Five-membered heterocycles have been used as bioisosteric replacements for esters on a number of occasions and in particular there are many examples of the 1,2,4-oxadiazole being used. The corresponding field views are shown below, note the negative potentials are associated with the nitrogens of the heterocycle (right).
It should be noted that the fields are highly dependent on the conformation of the molecule, with different conformations giving different field shapes. Cresset use another product FieldAlign to do this. This is used for mapping a molecule or a series of molecules to a fixed conformation of the target structure. The generation of multiple conformers is automatically handled by FieldAlign, using a combination of torsion driving and high-temperature dynamics, followed by a short minimisation step to the nearest local minimum.
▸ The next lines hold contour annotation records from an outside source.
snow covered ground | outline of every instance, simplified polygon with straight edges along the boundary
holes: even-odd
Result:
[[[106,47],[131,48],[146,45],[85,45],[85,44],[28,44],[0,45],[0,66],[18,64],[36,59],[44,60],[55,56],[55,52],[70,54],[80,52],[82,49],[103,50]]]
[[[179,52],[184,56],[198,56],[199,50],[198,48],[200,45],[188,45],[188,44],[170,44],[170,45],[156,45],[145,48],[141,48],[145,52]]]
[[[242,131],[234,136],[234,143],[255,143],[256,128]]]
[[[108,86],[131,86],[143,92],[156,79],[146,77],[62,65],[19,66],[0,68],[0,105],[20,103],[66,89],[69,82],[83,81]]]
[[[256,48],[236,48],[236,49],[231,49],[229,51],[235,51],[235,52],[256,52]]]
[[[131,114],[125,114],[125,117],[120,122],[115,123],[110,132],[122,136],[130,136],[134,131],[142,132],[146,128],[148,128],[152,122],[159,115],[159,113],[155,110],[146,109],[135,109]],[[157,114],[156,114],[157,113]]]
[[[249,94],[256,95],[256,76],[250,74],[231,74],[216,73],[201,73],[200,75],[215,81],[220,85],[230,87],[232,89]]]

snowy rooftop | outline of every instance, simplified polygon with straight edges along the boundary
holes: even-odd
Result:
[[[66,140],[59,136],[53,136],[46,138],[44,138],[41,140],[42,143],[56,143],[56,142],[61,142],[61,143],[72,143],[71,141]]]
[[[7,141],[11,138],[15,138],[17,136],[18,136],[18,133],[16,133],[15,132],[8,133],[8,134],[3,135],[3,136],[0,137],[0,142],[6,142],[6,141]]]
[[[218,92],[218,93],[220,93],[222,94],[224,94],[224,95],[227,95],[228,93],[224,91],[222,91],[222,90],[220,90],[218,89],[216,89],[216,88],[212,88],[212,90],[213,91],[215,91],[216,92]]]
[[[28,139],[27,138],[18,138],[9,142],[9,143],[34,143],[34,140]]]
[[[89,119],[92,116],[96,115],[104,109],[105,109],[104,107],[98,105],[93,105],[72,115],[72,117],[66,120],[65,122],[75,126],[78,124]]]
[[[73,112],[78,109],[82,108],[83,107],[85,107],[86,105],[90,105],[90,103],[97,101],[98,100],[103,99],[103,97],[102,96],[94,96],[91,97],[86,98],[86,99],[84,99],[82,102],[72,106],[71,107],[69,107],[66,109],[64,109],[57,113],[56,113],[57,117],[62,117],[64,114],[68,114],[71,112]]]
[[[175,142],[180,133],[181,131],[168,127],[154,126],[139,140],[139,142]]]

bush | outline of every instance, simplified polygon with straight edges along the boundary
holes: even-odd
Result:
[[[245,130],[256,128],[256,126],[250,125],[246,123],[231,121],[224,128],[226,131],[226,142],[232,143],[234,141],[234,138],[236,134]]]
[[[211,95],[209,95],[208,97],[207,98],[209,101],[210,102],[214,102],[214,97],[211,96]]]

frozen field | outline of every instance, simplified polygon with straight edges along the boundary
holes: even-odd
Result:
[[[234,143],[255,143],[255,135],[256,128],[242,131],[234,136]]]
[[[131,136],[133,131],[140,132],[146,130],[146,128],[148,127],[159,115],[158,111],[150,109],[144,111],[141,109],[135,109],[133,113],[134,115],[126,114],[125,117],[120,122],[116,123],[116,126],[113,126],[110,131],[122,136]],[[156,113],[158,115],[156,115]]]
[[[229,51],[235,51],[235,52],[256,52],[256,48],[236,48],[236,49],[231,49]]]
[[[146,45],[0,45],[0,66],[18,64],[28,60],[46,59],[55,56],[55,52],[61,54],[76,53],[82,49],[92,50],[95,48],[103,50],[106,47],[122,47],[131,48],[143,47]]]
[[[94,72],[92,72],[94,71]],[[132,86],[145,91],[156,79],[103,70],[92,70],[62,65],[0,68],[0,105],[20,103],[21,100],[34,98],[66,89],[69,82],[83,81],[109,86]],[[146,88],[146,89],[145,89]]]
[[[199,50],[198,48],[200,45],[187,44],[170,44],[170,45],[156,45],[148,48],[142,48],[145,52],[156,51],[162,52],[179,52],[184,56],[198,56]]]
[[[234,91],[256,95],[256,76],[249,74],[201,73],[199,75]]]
You could of course use an external program to generate multiple conformations of a given structure and then export in sdf format and import into FieldView.
Cresset have also made a number of webclips available that illustrate FieldView features.
They also provide a couple of case studies.
FieldView is a pretty intuitive application to use and offers access to a unique way of viewing molecules and in particular possible intramolecular interactions, and as such is a valuable addition to the chemists desktop.